[Bug 126] Add support for attribute to mark data as volatile.
Timo Sintonen via D.gnu
d.gnu at puremagic.com
Tue Jun 24 03:46:11 PDT 2014
To keep this thread going, I had a quick look at the reference
material of the dip and picked some thoughts.
In some languages volatile has a stronger meaning, like
guaranteeing an atomic access. In some languages it may not
guarantee anything.
In this proposal volatile is only for optimization, not for
protection. It does not add any code, it just prevents the
optimizer removing some code.
Read-modify-write and multi-word access are not guaranteed. The
user should be aware of possible failures and for example avoid
longer data types than the word size of the processor.
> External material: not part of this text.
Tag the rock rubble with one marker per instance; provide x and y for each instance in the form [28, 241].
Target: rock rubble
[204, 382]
Volatile is never recommended to use for communicatin between
threads. It has been mentioned to be a reasonably good method to
exchange data with an interrupt program. It is the only
reasonable way to access hardware registers. The only others I
have seen are library functions and inline assembly and they are
not acceptable.
Walter has been against this and now also Martin. I think there
is no use to bring this to the main forum. I understand the point
that it is not very good to have something in the language specs
that can not be guaranteed.
We just need this to access registers. Dmd is more for desktop
and servers. It will never support all the targets gcc can. Could
we make this a gdc extension?
While writing this it just popped to my mind: if volatile is not
good, could we reuse the 'system' word? Then it would be clear
that this is for accessing system resources and not for
application level.
There seems not to be much documentation about system. Tdpl says
it may omit some checks and the website says it is quite the same
than not having any other attributes. So:
What system means in general?
What it currently means in gdc?
Could we use it instead of volatile?